How to keep your code clean with denormalized data?


I'm going to ask this question in two parts: first the general question, and than the question for my specific use case.

The general question:

I'm building a podcast app, where, hopefully, we'll have users. Users have subscripitons, settings, ... , which I'd like to store on the User object, but subscriptions and settings don't belong in the same module in my code.

How do you structure your code so that all the relevant data about a user is stored together, but the code that defines and deals with specific properties can be separated?

My specific use case

I'm building the back end on Google App Engine. My user class looks something like this:

class User(ndb.Model):
    username = ndb.StringProperty(required=True)
    email = ndb.StringProperty(required=True)
    ...

Now I could just add another property for subscriptions, settings etc, but these definitions don't really belong in the users module. I've tried defining a SubscriptionsHolder and SettingsHolder class using ndb.PolyModel, but with multiple inheritance, only queries on the last superclass in the User definition supports querying.

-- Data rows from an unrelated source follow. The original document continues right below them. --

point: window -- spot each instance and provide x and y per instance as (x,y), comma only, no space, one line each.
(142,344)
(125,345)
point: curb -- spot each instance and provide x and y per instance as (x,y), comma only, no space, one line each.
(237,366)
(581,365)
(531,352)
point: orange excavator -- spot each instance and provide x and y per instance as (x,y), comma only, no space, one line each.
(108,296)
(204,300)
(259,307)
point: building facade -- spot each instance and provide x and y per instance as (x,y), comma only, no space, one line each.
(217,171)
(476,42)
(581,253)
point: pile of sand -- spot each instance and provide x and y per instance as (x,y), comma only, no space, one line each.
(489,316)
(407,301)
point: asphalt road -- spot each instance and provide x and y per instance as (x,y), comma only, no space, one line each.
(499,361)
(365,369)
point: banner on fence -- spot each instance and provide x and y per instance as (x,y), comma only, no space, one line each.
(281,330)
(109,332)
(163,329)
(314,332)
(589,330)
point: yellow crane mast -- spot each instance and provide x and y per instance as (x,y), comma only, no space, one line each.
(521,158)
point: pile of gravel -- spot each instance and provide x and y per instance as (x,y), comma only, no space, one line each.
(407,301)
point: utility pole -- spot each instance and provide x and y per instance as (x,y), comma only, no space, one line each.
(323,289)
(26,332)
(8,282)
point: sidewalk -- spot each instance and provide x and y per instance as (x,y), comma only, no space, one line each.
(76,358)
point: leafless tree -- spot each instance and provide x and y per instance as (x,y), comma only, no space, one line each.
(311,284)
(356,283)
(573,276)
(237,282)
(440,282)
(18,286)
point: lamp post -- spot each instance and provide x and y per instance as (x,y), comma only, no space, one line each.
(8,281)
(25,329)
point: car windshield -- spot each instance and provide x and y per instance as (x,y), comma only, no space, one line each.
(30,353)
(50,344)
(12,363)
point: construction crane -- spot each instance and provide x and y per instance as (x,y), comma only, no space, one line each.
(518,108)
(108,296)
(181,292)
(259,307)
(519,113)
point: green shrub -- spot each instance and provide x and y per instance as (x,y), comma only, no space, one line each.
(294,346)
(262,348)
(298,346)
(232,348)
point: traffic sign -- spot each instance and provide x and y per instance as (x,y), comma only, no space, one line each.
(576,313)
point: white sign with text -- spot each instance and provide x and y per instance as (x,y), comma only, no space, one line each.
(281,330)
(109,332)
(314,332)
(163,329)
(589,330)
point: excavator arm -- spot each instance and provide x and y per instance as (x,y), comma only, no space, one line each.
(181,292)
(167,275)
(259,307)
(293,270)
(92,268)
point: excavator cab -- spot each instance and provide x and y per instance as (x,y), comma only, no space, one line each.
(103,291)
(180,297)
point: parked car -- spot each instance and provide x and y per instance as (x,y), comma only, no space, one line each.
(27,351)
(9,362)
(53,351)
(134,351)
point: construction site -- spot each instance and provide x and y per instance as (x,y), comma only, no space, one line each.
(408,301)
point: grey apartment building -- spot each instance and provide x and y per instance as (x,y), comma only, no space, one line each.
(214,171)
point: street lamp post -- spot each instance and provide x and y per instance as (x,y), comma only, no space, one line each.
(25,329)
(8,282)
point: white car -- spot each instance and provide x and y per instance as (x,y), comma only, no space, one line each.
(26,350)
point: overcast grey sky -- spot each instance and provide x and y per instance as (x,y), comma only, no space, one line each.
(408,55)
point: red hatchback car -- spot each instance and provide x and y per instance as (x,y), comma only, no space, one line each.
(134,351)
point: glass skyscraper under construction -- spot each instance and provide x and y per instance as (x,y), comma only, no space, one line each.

I could just make the settings and other module query the User model directly, but this results in a circular dependency, where the User the users module depends on settings for subclassing, and settings depends on users for querying. I know I can resolve the circular dependency by moving the import statement around, but that just seems like a hack to me.


Solution

  • My approach was to treat User and Settings data as separate but related collections. Instead of subclassing or using PolyModel I simply introduced a way to imply a 1:1 relation between those data sets.

    One way is to add a KeyProperty to Settings that links back to User. Another way is to create each Settings entity with the same id/name that is used by the related User entity. This second way allows a direct Settings.get_by_id() call once you have the User key.